Freshwater drum, often overlooked by anglers, are actually one of the strongest and most delicious fish you can catch in freshwater. In this comprehensive guide, we’ll show you how to catch freshwater drum and share some mouthwatering recipes to fully appreciate these tough fighters.
Freshwater Drum: A Hidden Gem
Freshwater drum, also known as croaker, grinder, or gray bass, are native to North and Central America. Despite their wide distribution, they are most commonly found in the large lakes and rivers near the Appalachian Mountains. In fact, they inhabit more than 40 percent of the freshwater lakes and rivers across the United States. These fish have gained popularity not only for their flavor but also for their impressive fighting abilities.
Range and Habitat of Freshwater Drum
Freshwater drum have one of the largest ranges of any freshwater fish in North America, spanning from Hudson Bay to Panama. In the United States, their range extends from the Atlantic Coast to central Wyoming and beyond. These fish thrive in deep, cold water, particularly in large rivers and lakes. They prefer substrates such as gravel beds, rocky outcroppings, and sandy bottoms.
Feeding Habits of Freshwater Drum
Freshwater drum are opportunistic feeders and will devour almost anything in their path. They have molar-style teeth that allow them to crush the shells of mussels, clams, and crayfish. Interestingly, they are the only native North American fish that can eat invasive zebra mussels, thus helping to control their population. Additionally, the crushed shells of these mollusks create an ideal environment for other fish species to lay their eggs.
Best Baits to Catch Freshwater Drum
When it comes to bait selection, freshwater drum are not picky eaters. They will bite on a wide variety of options. Nightcrawlers, crickets, shad, shiners, and crawdads are all effective choices for live bait. If you prefer lures, consider using lead head jigs, spinnerbaits, or spoons. The key is to experiment and find what works best for you.
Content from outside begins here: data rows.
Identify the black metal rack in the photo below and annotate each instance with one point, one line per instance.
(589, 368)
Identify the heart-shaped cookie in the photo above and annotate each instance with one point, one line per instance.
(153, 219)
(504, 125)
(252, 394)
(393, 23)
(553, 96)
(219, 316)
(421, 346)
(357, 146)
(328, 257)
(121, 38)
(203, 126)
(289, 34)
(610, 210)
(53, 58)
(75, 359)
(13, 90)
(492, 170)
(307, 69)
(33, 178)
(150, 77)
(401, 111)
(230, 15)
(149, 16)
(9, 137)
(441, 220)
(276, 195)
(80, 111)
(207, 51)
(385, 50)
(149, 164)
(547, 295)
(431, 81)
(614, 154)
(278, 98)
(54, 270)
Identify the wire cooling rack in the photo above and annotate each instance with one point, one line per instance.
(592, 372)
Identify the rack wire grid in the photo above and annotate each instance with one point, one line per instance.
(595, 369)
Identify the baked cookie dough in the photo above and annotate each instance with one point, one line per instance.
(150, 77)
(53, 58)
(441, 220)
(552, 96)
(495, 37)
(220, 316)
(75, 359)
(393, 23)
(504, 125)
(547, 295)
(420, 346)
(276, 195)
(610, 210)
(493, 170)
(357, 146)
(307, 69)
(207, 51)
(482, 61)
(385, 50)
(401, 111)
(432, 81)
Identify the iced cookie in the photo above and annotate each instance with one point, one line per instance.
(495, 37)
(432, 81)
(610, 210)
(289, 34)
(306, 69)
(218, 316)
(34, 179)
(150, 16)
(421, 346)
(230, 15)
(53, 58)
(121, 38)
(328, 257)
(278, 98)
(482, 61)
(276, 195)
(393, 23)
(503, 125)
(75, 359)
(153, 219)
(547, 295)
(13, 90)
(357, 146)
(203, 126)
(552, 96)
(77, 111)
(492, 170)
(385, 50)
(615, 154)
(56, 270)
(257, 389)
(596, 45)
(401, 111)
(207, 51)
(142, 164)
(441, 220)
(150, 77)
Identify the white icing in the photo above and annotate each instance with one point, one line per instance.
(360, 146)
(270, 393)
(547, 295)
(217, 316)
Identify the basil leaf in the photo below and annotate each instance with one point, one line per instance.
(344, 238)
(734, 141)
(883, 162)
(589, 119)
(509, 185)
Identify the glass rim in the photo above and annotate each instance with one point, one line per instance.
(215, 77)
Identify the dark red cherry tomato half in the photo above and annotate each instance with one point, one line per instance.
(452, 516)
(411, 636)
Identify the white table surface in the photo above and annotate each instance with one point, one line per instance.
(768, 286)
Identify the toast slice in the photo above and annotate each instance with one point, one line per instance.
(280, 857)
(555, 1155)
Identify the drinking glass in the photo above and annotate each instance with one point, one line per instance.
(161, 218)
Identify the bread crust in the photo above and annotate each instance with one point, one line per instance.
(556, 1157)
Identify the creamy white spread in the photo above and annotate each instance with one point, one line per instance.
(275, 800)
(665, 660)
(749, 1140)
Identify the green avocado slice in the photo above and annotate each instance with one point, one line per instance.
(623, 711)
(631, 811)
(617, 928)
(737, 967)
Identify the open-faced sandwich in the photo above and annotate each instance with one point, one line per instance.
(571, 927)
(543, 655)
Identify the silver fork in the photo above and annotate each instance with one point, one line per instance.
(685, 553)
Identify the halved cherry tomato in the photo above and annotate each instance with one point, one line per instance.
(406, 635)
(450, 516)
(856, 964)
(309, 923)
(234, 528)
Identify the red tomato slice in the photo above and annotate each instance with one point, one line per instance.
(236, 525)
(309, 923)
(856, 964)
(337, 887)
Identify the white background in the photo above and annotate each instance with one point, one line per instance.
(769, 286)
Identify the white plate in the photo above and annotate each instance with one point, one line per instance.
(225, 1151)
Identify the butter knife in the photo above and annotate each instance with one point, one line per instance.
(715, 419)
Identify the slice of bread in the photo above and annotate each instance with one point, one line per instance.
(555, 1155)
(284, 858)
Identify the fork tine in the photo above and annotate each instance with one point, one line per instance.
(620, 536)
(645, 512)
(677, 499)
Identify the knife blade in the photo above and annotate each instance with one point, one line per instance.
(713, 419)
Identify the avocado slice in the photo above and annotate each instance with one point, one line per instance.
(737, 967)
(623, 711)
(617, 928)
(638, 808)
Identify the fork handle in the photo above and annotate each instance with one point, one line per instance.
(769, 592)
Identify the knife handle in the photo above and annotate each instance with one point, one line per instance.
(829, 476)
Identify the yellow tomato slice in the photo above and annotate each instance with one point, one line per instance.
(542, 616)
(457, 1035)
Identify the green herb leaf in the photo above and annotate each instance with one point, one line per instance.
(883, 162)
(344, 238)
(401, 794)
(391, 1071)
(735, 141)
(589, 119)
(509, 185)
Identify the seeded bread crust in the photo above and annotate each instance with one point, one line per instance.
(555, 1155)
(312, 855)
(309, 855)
Seasons for Freshwater Drum Fishing
The best time to catch freshwater drum depends on the season and your location. In the spring, drum spawn in slow-moving pools adjacent to fast water. Look for eddies or areas of slow-moving water near the main channel. Live bait such as worms, shiners, and crawdads are highly effective during this time. In the summer, drum seek deeper sections of lakes and rivers. Try dropping your bait into deep river channels or near rock outcroppings. Fall is similar to spring, with drum migrating up tributaries and feeding heavily before winter. And speaking of winter, drum will be found in the deeper sections of lakes, up to 60 feet below the surface.
Best Time of Day for Freshwater Drum Fishing
In the summer, early mornings and late afternoons near sunset are the prime times to catch drum. During winter, drum bite all day since they reside in deeper water. The best time of day to catch drum depends on the season and latitude. In general, early mornings and evenings are the most productive.
Tips for Successful Freshwater Drum Fishing
- Bass lures, such as ned rigs and dropshots, are effective in catching drum too.
- Focus on the water depth, as drum prefer deeper sections in the summer.
- Pay attention to the structure, as drum are often found near gravel beds, sandbars, and rocky outcroppings.
- Look for evidence of crayfish, mussels, and zebra mussels to locate drum.
- Fish along strong currents, as drum wait for an easy meal in still waters.
- Try using jigs typically used for walleye, with a slow retrieve and occasional jerks.
- Fish during sunrise and sunset for increased chances of success, especially in the summer.
- Simplify your approach by fishing with a hook and bait on the bottom for a relaxing experience.
- Set the hook as soon as you feel a bite, as drum tend to swallow the bait quickly.
- Don’t overlook shorelines, especially those with rock outcroppings and sandy pockets.
Handling Freshwater Drum and Their Edibility
When catching and releasing freshwater drum, avoid grabbing them by the gills. Instead, use a net to safely remove them from the water. For photographs, support the fish’s belly and hold the upper jaw gently. If you plan to keep and cook the drum, you’re in for a treat. Freshwater drum have firm white meat, are bone-free, and easy to fillet. They are particularly delicious when grilled. Try pan-frying or broiling them for a delightful culinary experience.
For detailed recipes, here are two mouthwatering options:
Pan-fried Freshwater Drum:
- Dip an 8 to 10-ounce fillet in beaten egg.
- Roll the fillet in a mixture of Panko bread crumbs, cayenne pepper, and black pepper.
- Fry the fillet in a hot skillet with olive oil until golden brown.
- Arrange four 8 to 10-ounce drum fillets on an oiled baking pan.
- Mix Dijon mustard, fresh cilantro, peppercorns, and white wine.
- Pour the mixture over the fillets and broil for about 10 minutes.
Remember to handle the fish with care and release any undersized or unwanted catch responsibly.
Now that you’re armed with the knowledge of catching and cooking freshwater drum, it’s time to hit the water and enjoy the thrill of landing these tough fighters. So grab your gear, follow these expert tips, and savor the incredible taste of freshwater drum. Happy fishing!